CESSIONE SAMPDORIA – «Io sono partito male, ho sbagliato dicendo che l’inno non era bello. Ora per me “Lettera da Amsterdam” è poesia… poi quella cosa di Recco e Chiavari… mi hanno impiccato. Si è creato un clima ostile nei miei confronti. Comunicati, manifesti e pure una trattativa al giorno. Una serie di elucubrazioni e fantasie senza riscontri. Avrei già venduto dieci volte… Finiscono solo con l’eccitare la piazza e aizzarla. Io incontrerei i tifosi, se volessero, ma non si può, ci sono delle regole. In ogni caso, secondo me, non bisogna scordarsi che la Sampdoria viene prima di tutto. Di me, allenatori, calciatori…».
PECINI – «Damsgaard è arrivato grazie a lui. La Sampdoria è la sua casa, io un po’ il suo papà. È uno di quei figli irrequieti che vuole andare a fare delle esperienze. Tornerà».
CALCIOMERCATO – «Avendo perso anti soldi perla pandemia per mettere a posto il bilancio bisoga cedere qualcuno. Ma lo farò senza incidere sulla forza della squadra. E i giovani come Damsgaard ora ce li godiamo, o li vendiamo solo per una proposta indecente».
RIBERY – «Costa troppo».
KEITA – «Non abbiamo trovato l’accordo».
VIALLI E MANCINI – «Quando sono arrivato ero inesperto, ho detto che volevo vincere lo scudetto e mi hanno massacrato. Giustamente. I tempi sono cambiati, quel calcio non c’è più. L’Italia all’europeo con Vialli e Mancini? Peccato non ci siano più qui. Ora bisogna costruirseli in casa, come fanno Atalanta e Sassuolo. Una squadra di dieci Damsgaard e provare a salire sempre più in alto. E non è detto che ci riesci».

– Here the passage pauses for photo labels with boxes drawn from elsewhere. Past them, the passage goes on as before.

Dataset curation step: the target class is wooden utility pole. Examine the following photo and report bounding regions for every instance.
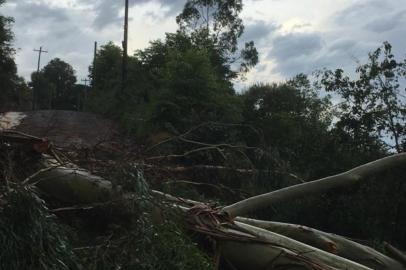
[81,78,90,100]
[121,0,128,92]
[77,78,90,111]
[32,46,48,110]
[92,41,97,89]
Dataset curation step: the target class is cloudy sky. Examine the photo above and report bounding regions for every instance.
[0,0,406,87]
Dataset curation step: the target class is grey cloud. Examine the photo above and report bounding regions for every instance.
[333,0,392,25]
[242,20,280,42]
[91,0,186,29]
[329,39,357,52]
[10,1,69,25]
[365,10,406,33]
[268,33,323,62]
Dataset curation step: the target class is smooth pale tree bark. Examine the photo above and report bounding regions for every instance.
[223,221,374,270]
[28,154,405,270]
[235,217,404,270]
[222,153,406,217]
[384,242,406,267]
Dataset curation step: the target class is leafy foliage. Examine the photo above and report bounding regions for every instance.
[176,0,258,78]
[76,166,214,270]
[0,186,80,270]
[31,58,78,110]
[320,42,406,152]
[0,0,30,111]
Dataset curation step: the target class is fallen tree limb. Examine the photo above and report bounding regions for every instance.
[222,153,406,217]
[384,242,406,266]
[23,154,405,270]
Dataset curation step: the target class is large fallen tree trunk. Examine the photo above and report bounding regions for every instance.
[1,127,406,270]
[222,153,406,217]
[27,151,406,270]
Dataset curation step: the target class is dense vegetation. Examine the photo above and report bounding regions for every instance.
[0,0,406,269]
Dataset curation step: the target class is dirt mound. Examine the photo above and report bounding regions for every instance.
[0,111,119,148]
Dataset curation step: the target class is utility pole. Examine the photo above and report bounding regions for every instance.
[32,46,48,110]
[81,78,90,100]
[121,0,128,92]
[92,41,97,89]
[77,78,90,111]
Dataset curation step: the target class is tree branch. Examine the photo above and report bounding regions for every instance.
[221,153,406,217]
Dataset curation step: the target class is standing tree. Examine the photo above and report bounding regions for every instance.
[0,0,29,111]
[320,42,406,152]
[31,58,77,110]
[176,0,258,78]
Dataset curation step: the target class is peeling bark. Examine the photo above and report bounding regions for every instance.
[222,153,406,217]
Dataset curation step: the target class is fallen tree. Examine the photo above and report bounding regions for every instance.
[0,111,406,270]
[3,136,406,270]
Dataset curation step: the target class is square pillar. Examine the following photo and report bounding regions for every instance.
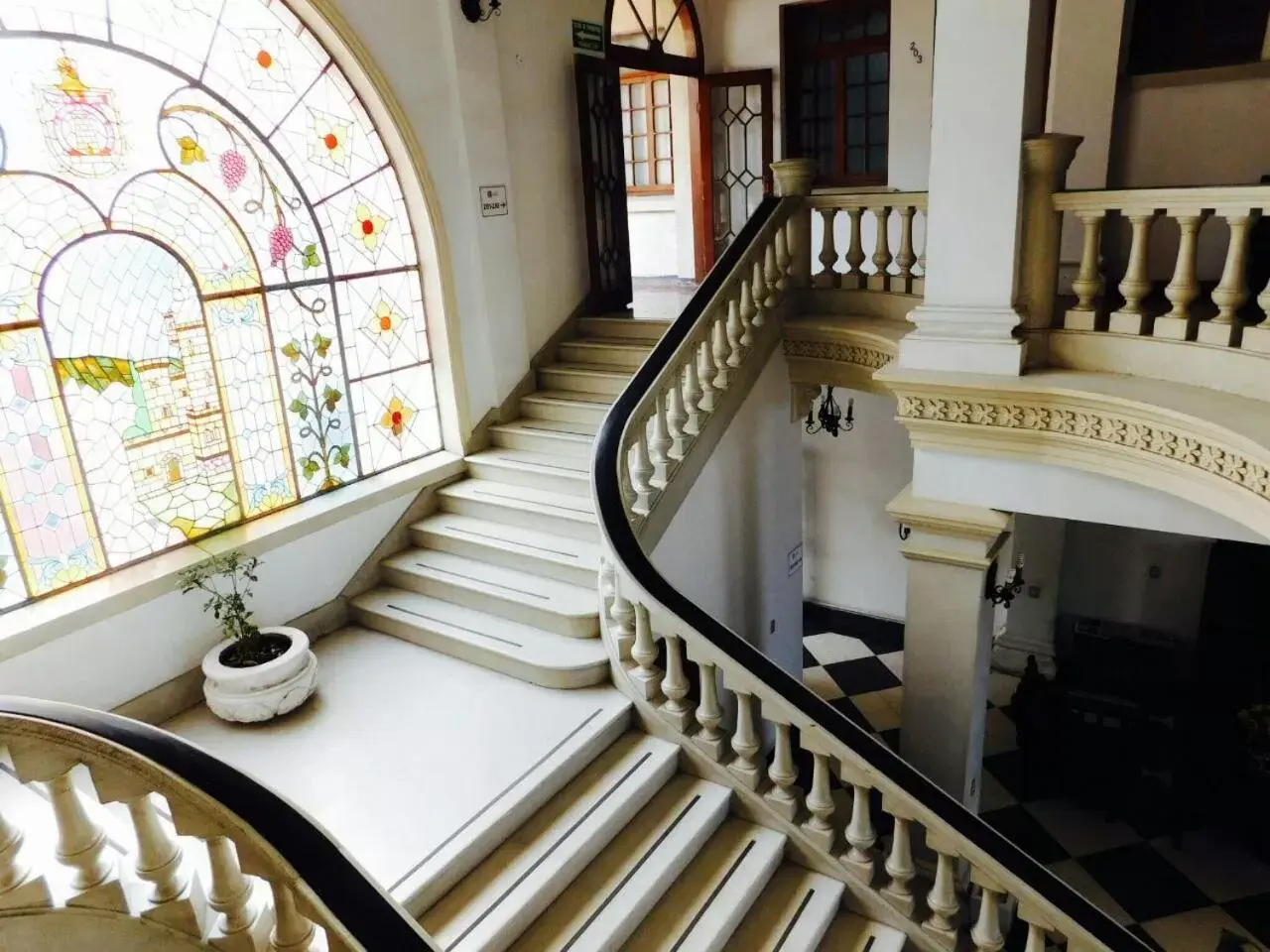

OSTI – «È il capo dei direttori sportivi italiani. Con Faggiano sono sicuro che ci starebbe benissimo. Io ho la qualità di percepire prima degli altri lo spessore degli umani. Uno è il diavolo, l’altro l’acqua santa, detto con simpatia. Osti è una persona ragionevole un valore aggiunto che conosce da anni le dinamiche di squadra e del mercato. Faggiano viaggia su altri binari, con lui è un po’ come il “Rischiatuto” di una volta».